Are platinum group metals out of the question for you?

No, they’re not out of the question, not at all. They certainly have a role to play going forward. But at the end of the day, you have to pick. You can’t pick your commodity. You’ve got to pick your opportunity. We have to find opportunities which match our investment and risk profile, and that’s what’s going to drive us more than anything else, and also to ensure that we can invest in the geographic areas where we can identify and mitigate any risks.

STRUCTURAL DEMAND CHANGE

Vision Blue was created by Davis in December 2020 to capitalise on the structural change in battery mineral demand.

The investment company is targeting assets in established mining jurisdictions, with well advanced assets that are scalable, have low logistics and processing risks and can be brought into production rapidly.

It aims to work with existing management teams to provide critical growth capital, technical support, experience in securing future finance, and delivery of ultimate exit strategy.

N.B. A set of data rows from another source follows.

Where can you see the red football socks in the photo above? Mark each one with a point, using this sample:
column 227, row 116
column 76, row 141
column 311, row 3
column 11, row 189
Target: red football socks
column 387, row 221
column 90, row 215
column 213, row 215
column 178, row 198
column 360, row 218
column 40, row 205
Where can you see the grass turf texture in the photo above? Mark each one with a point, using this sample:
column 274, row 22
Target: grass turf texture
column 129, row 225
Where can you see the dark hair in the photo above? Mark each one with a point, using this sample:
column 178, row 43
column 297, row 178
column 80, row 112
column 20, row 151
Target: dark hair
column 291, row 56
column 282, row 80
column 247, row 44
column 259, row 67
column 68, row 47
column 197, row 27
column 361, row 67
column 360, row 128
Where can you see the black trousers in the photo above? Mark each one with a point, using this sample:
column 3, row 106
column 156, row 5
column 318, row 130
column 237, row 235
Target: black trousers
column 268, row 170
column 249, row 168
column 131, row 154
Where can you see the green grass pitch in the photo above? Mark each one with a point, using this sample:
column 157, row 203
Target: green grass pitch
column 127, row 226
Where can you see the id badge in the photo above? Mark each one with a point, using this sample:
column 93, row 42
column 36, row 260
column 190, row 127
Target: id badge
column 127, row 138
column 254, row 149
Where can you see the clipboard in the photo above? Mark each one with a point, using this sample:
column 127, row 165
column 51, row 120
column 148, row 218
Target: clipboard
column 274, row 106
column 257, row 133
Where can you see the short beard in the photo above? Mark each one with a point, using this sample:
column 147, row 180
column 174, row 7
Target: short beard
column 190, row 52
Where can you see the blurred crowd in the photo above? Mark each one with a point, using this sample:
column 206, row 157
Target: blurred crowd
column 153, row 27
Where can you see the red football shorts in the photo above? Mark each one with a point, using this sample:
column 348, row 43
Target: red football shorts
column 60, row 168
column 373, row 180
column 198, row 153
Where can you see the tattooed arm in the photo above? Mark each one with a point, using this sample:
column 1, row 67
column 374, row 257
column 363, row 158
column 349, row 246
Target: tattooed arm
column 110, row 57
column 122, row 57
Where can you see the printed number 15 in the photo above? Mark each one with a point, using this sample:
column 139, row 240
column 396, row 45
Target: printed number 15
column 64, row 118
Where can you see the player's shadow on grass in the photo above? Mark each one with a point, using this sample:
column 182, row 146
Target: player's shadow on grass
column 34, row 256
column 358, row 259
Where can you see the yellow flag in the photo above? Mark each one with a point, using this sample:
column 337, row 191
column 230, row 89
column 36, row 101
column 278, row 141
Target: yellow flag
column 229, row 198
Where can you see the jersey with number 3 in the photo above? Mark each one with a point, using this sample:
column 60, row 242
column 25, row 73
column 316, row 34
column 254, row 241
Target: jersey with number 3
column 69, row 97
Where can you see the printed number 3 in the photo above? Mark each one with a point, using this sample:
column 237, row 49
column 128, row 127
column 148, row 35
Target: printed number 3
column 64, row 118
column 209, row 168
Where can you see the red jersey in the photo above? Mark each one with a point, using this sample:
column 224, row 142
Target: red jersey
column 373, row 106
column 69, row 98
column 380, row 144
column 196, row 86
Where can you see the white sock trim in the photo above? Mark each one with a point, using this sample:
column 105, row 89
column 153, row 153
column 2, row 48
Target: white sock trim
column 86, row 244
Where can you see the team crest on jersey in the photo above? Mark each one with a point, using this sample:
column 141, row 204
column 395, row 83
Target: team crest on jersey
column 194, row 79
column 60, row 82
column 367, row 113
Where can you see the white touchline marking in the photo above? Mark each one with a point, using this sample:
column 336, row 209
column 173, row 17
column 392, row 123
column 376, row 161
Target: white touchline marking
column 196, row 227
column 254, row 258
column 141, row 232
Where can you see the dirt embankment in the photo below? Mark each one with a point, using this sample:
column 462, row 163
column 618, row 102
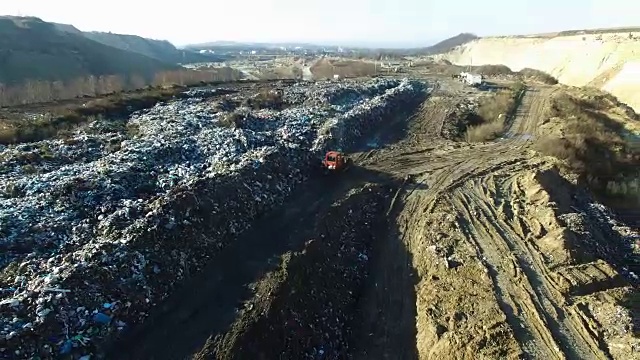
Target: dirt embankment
column 606, row 61
column 304, row 310
column 486, row 251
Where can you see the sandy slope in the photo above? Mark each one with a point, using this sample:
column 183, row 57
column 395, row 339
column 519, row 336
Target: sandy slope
column 608, row 61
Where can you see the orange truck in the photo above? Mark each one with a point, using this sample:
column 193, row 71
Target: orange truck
column 335, row 161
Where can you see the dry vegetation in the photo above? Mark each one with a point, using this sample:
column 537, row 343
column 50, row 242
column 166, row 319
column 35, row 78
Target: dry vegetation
column 537, row 75
column 493, row 113
column 37, row 91
column 595, row 143
column 115, row 98
column 266, row 99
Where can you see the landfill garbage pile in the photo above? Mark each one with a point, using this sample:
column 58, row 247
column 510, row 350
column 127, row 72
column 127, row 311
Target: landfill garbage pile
column 97, row 228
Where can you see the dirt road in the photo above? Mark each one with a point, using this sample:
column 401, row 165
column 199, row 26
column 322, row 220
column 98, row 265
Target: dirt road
column 430, row 249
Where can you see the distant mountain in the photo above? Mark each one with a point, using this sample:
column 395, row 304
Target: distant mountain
column 157, row 49
column 448, row 44
column 247, row 46
column 34, row 49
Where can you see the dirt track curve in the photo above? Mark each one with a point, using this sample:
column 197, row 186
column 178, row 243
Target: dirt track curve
column 463, row 261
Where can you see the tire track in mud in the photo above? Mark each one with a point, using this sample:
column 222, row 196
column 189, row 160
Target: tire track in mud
column 465, row 178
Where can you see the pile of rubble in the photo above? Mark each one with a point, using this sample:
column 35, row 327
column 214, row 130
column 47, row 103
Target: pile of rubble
column 97, row 228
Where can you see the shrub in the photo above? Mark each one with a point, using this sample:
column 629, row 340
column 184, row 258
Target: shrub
column 593, row 144
column 493, row 111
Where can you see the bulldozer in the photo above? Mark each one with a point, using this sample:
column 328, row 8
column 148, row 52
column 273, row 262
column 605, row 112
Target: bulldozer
column 335, row 161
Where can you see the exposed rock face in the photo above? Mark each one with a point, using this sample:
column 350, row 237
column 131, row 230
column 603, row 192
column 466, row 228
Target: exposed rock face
column 608, row 61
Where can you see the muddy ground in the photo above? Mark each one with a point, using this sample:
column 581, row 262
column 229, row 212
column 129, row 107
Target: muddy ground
column 427, row 249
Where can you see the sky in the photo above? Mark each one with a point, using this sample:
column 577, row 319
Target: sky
column 393, row 23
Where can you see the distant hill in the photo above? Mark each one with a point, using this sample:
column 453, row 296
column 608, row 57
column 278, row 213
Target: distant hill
column 157, row 49
column 448, row 44
column 34, row 49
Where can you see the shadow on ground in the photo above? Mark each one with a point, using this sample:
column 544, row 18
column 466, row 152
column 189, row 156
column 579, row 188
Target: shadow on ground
column 208, row 306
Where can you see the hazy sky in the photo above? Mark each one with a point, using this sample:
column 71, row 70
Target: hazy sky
column 374, row 22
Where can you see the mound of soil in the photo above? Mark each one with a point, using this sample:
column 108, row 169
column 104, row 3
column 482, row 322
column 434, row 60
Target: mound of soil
column 307, row 315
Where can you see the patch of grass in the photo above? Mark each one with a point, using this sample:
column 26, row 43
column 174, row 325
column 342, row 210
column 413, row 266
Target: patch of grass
column 593, row 144
column 232, row 120
column 538, row 75
column 485, row 132
column 493, row 112
column 117, row 105
column 493, row 70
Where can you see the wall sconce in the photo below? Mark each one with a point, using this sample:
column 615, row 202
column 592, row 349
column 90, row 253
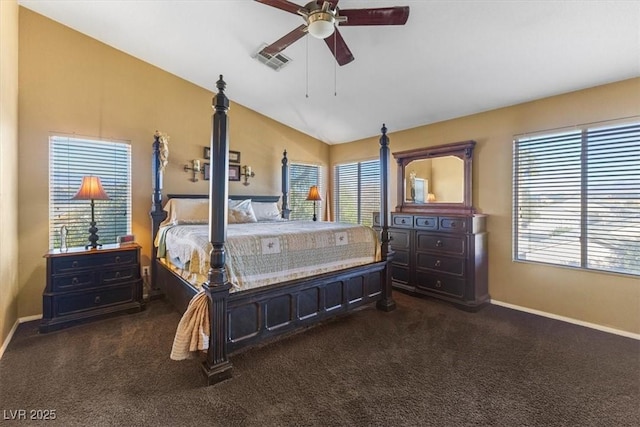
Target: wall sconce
column 195, row 168
column 246, row 174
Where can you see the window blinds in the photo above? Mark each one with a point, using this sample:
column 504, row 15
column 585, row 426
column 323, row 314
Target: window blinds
column 70, row 159
column 577, row 198
column 357, row 192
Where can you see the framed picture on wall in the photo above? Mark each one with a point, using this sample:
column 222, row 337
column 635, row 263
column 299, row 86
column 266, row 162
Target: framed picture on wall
column 234, row 157
column 234, row 172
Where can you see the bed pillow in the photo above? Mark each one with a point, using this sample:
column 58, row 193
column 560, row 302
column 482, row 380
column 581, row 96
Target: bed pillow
column 187, row 211
column 241, row 211
column 266, row 211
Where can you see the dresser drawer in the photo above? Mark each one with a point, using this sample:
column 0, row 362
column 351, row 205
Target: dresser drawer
column 400, row 274
column 400, row 239
column 119, row 275
column 69, row 282
column 452, row 224
column 441, row 264
column 441, row 284
column 440, row 242
column 426, row 222
column 75, row 302
column 402, row 221
column 401, row 258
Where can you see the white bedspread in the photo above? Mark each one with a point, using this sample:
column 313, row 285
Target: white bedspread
column 263, row 253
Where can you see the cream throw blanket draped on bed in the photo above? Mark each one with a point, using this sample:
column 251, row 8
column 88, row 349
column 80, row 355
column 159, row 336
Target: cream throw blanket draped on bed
column 193, row 330
column 261, row 255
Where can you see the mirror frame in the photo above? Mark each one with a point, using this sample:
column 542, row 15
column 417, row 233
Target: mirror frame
column 463, row 150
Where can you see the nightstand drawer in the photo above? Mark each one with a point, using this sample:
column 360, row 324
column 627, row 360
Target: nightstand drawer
column 71, row 303
column 117, row 276
column 70, row 282
column 441, row 264
column 87, row 284
column 441, row 243
column 69, row 264
column 441, row 284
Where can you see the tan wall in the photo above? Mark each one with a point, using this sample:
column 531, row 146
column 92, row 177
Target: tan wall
column 72, row 84
column 609, row 300
column 8, row 167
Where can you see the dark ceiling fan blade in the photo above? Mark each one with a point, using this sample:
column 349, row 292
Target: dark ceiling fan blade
column 383, row 16
column 285, row 41
column 340, row 49
column 282, row 5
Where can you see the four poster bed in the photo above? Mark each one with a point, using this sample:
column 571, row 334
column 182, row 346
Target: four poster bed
column 243, row 305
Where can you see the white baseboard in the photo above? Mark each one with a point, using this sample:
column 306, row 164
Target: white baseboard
column 568, row 320
column 6, row 342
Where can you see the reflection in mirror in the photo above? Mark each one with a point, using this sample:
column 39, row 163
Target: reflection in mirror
column 436, row 180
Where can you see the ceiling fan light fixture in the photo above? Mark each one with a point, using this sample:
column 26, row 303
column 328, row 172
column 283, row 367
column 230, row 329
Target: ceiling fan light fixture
column 321, row 24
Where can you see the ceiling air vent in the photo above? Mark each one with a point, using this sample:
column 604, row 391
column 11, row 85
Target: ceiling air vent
column 275, row 62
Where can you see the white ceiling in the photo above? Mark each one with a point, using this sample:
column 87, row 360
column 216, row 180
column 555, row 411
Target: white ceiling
column 451, row 59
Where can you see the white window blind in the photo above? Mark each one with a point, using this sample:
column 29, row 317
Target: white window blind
column 577, row 198
column 71, row 158
column 301, row 178
column 357, row 192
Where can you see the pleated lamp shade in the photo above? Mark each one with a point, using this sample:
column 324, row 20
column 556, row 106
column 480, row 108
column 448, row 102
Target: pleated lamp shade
column 91, row 189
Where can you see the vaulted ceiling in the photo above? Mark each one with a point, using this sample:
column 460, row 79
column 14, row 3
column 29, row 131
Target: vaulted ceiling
column 451, row 58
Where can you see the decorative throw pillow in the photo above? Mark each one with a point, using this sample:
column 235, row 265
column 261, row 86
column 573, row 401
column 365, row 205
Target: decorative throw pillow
column 266, row 211
column 240, row 212
column 187, row 211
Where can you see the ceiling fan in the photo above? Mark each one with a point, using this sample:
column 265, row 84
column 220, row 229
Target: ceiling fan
column 322, row 19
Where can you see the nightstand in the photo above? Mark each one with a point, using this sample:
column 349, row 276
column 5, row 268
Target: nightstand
column 90, row 284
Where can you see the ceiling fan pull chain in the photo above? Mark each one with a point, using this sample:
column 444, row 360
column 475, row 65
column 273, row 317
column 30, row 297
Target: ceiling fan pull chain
column 335, row 68
column 307, row 89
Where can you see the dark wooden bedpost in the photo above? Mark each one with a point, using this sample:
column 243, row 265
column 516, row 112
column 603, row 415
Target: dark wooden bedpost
column 386, row 303
column 157, row 213
column 217, row 366
column 285, row 186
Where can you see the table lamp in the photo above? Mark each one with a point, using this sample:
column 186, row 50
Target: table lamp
column 91, row 189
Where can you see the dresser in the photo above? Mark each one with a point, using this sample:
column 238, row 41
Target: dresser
column 442, row 256
column 89, row 284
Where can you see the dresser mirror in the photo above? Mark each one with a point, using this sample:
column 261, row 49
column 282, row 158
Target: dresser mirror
column 436, row 178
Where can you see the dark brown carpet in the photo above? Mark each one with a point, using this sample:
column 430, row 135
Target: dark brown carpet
column 425, row 364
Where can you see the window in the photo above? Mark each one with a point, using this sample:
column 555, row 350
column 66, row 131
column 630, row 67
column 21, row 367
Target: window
column 301, row 177
column 577, row 198
column 69, row 160
column 357, row 192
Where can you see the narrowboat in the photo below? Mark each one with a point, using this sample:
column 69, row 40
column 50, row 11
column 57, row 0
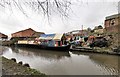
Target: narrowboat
column 46, row 41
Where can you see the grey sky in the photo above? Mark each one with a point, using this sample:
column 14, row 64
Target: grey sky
column 88, row 13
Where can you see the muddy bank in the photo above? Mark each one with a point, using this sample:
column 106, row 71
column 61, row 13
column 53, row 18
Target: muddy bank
column 9, row 67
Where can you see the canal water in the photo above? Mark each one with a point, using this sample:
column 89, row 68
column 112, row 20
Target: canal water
column 64, row 63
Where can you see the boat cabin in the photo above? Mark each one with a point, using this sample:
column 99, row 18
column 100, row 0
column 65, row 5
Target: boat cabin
column 51, row 39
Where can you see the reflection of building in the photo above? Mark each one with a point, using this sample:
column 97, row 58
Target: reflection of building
column 51, row 55
column 111, row 23
column 3, row 36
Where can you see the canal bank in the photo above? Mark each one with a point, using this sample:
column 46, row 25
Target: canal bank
column 10, row 67
column 65, row 63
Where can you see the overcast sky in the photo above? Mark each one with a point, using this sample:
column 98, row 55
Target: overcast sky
column 89, row 13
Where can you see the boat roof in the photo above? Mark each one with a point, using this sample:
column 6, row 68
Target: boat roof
column 51, row 36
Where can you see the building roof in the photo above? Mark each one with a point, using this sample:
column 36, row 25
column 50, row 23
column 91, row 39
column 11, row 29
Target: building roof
column 113, row 16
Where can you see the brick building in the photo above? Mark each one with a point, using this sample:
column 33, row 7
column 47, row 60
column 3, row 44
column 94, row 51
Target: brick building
column 3, row 36
column 112, row 23
column 26, row 33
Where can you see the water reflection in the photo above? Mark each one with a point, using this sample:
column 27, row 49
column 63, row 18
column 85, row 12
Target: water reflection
column 107, row 63
column 42, row 53
column 65, row 63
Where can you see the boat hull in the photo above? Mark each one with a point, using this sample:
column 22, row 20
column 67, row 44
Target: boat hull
column 58, row 48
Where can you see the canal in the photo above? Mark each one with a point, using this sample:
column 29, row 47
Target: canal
column 64, row 63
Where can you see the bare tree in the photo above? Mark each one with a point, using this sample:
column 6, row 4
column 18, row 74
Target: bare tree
column 47, row 7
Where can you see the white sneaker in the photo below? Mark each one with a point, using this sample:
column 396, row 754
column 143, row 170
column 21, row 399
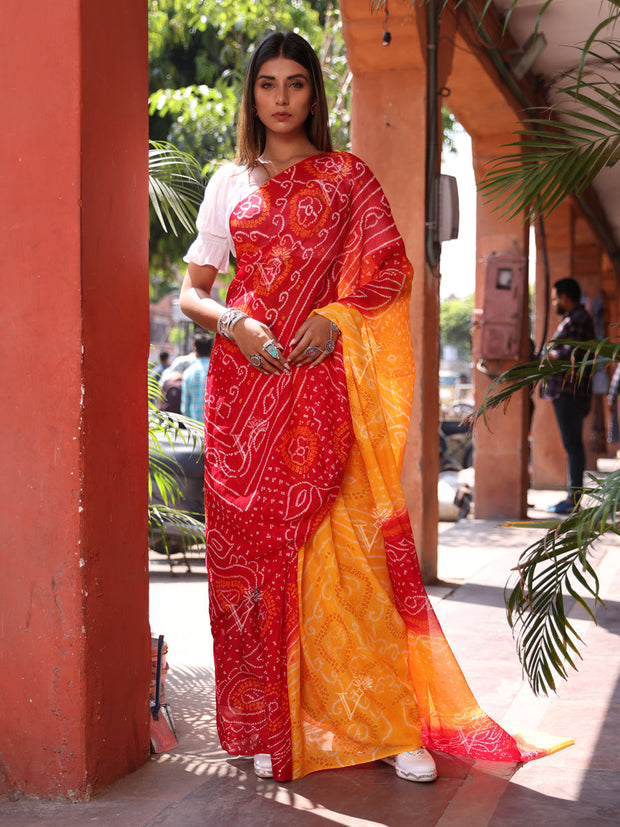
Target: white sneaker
column 417, row 765
column 262, row 766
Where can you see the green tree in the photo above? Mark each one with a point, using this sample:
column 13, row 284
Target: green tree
column 558, row 152
column 198, row 52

Where possible, it will utilise a phased development approach based upon a self-financed expansion to achieve large scale revenue and cash flows.

Davis built Xstrata plc into a large mining company prior to its acquisition by Glencore plc. Before listing Xstrata on the London Stock Exchange as CEO, he was CFO of Billiton plc and before that Eskom.

During his career in mining he has raised over $40-billion from global capital markets and successfully completed more than $120-billion in corporate transactions.